L’esprit d’équipe avant les individualités
L’une des principales forces de la Roja a été sa capacité à privilégier le collectif au détriment des performances individuelles. Fidèle à la maxime d’Alfredo Di Stéfano – « Aucun joueur n’est aussi fort que toute l’équipe réunie » –, le sélectionneur Luis de la Fuente a fait de la solidarité le pilier de son projet.
Avant chaque convocation, le technicien rappelle à ses joueurs que le talent ne suffit pas : il exige également des qualités humaines et un véritable esprit de groupe. Cette philosophie l’a conduit à prendre des décisions parfois difficiles, toujours dans l’intérêt collectif.
Même Lamine Yamal, pourtant considéré comme la principale star de cette sélection, a accepté de mettre son talent au service de l’équipe. Auteur d’un seul but durant le tournoi, l’ailier du FC Barcelone s’est surtout illustré par son engagement défensif, multipliant les récupérations de balle et les efforts sans ballon. « Il s’est sacrifié pour le collectif », a salué Luis de la Fuente.
Une évolution tactique déterminante
Après avoir remporté l’Euro 2024 grâce à un jeu largement basé sur la vitesse de ses ailiers, l’Espagne a adapté son style lors du Mondial.
Les pépins physiques de Lamine Yamal et de Nico Williams en début de compétition ont poussé Luis de la Fuente à faire évoluer son équipe vers un football davantage fondé sur la maîtrise du ballon et le contrôle des espaces intérieurs.

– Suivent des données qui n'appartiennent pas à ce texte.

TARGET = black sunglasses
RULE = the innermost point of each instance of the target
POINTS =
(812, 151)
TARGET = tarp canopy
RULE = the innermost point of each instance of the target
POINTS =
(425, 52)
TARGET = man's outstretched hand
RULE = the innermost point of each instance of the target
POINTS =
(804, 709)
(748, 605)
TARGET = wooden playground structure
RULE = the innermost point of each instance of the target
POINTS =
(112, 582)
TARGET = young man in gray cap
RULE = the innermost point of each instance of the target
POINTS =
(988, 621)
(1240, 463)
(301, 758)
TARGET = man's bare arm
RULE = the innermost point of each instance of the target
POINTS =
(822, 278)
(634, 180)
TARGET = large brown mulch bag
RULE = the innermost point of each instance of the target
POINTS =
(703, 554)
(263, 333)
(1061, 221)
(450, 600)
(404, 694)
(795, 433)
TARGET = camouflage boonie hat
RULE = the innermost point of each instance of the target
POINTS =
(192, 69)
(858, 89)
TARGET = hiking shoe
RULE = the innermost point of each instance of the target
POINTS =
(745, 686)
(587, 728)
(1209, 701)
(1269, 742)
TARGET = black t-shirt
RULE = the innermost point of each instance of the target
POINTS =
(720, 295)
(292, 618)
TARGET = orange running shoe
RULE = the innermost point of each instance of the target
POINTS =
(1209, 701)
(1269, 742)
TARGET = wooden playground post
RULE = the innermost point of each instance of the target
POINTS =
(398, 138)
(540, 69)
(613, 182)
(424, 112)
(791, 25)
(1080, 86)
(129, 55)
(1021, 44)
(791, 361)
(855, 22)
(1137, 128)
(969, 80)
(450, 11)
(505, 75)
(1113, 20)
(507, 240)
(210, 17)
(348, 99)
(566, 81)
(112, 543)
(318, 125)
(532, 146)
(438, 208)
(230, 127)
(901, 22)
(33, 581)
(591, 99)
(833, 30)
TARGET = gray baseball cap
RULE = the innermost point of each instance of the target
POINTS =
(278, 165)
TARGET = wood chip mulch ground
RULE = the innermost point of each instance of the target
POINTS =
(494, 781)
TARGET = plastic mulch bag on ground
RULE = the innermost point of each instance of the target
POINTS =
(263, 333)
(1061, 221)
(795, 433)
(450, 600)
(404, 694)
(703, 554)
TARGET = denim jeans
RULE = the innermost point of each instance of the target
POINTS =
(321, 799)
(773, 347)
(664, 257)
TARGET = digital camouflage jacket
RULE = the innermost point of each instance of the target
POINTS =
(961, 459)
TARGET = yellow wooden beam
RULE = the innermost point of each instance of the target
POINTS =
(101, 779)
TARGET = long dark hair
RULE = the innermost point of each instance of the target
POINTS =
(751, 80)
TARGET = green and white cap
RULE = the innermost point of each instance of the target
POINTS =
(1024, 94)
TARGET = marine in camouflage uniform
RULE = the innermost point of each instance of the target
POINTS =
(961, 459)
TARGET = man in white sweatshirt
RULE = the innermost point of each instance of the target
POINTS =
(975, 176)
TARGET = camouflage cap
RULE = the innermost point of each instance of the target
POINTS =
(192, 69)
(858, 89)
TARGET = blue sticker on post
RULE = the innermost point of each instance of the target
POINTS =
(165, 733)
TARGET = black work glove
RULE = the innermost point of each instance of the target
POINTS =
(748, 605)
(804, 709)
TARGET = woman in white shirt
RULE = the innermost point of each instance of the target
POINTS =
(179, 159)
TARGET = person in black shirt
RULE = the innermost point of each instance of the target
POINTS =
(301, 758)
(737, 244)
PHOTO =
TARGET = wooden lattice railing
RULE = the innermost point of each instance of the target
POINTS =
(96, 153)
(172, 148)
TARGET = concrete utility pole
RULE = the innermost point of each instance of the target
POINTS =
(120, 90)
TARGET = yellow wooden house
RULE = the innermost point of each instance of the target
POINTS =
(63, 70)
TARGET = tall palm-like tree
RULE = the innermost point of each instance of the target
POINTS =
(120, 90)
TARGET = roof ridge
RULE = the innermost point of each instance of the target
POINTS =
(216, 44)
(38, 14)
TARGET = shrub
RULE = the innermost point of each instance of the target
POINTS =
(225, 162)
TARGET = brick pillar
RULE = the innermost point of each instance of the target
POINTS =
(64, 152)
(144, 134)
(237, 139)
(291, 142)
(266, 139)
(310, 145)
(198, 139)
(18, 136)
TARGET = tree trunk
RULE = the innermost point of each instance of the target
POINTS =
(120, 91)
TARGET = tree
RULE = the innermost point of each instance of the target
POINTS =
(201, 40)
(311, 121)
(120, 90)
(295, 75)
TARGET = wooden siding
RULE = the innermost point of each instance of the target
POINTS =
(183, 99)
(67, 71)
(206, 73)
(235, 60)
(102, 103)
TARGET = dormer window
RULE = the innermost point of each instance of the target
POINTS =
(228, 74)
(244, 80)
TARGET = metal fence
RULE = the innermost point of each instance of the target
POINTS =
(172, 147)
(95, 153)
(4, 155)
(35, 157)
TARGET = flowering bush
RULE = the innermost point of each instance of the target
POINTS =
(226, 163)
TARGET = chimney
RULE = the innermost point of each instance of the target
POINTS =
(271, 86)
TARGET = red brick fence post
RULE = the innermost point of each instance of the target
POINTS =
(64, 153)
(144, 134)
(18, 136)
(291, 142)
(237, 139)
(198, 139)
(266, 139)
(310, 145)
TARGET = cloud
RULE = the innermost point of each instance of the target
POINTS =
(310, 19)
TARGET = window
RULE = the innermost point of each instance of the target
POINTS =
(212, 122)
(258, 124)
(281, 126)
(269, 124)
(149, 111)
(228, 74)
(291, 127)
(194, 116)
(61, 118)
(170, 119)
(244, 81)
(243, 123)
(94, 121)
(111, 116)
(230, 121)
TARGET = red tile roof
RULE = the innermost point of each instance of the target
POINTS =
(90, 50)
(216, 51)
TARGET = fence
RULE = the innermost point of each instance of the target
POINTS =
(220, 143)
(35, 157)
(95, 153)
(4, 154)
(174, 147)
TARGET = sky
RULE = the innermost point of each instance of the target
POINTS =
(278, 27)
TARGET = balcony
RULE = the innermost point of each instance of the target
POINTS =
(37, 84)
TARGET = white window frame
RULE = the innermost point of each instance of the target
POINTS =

Avec 5 470 passes réussies, soit une moyenne de 683 par match, la Roja a dominé le tournoi dans ce domaine, devant la France et l’Angleterre.
Cette possession n’avait pas seulement une vocation offensive : elle constituait également un formidable outil défensif, empêchant les adversaires de développer leur jeu et limitant considérablement leurs occasions.
La meilleure défense du tournoi
L’Espagne a signé l’une des performances défensives les plus impressionnantes de l’histoire de la Coupe du monde.
La sélection a conservé sa cage inviolée lors de sept de ses huit rencontres, n’encaissant qu’un seul but durant toute la compétition.
Le gardien Unai Simón s’est imposé comme l’un des grands artisans de ce succès, parfaitement épaulé par la charnière centrale composée de Pau Cubarsí et Aymeric Laporte, qui a neutralisé les meilleurs attaquants du tournoi, dont Kylian Mbappé.
Paradoxalement, cette solidité défensive s’est accompagnée de la meilleure production offensive de la compétition. L’Espagne a terminé en tête du classement des tirs tentés et des centres adressés dans la surface adverse, illustrant un football à la fois ambitieux et équilibré.
Rodri, véritable chef d’orchestre
De retour après une grave blessure au ligament croisé qui l’avait éloigné des terrains pendant plusieurs mois, Rodri a retrouvé son meilleur niveau au moment le plus important.
Le milieu de Manchester City a affiché une précision de 93 % dans ses passes, avec 747 transmissions réussies, un record dans l’histoire de la Coupe du monde.
Élu meilleur joueur du tournoi, il a également parcouru plus de 96 kilomètres au cours des huit rencontres disputées, incarnant à lui seul l’équilibre entre intelligence tactique, leadership et endurance.
Une équipe à l’image de l’Espagne d’aujourd’hui
Au-delà des statistiques, le sacre espagnol reflète aussi la diversité de la société espagnole.
Lamine Yamal, né en Catalogne d’un père marocain et d’une mère d’origine équato-guinéenne, symbolise cette nouvelle génération multiculturelle. Son coéquipier Nico Williams, fils d’une mère ayant émigré en Espagne après un périple particulièrement difficile, incarne lui aussi cette diversité qui enrichit aujourd’hui le football espagnol.
À leurs côtés, de jeunes talents comme Pau Cubarsí, élu meilleur jeune joueur du tournoi à seulement 19 ans, illustrent le renouvellement d’une sélection qui conjugue jeunesse, expérience et ambition.
En bâtissant un groupe où les valeurs humaines priment sur les individualités, Luis de la Fuente a donné naissance à une équipe qui restera comme l’une des plus accomplies de l’histoire récente du football mondial.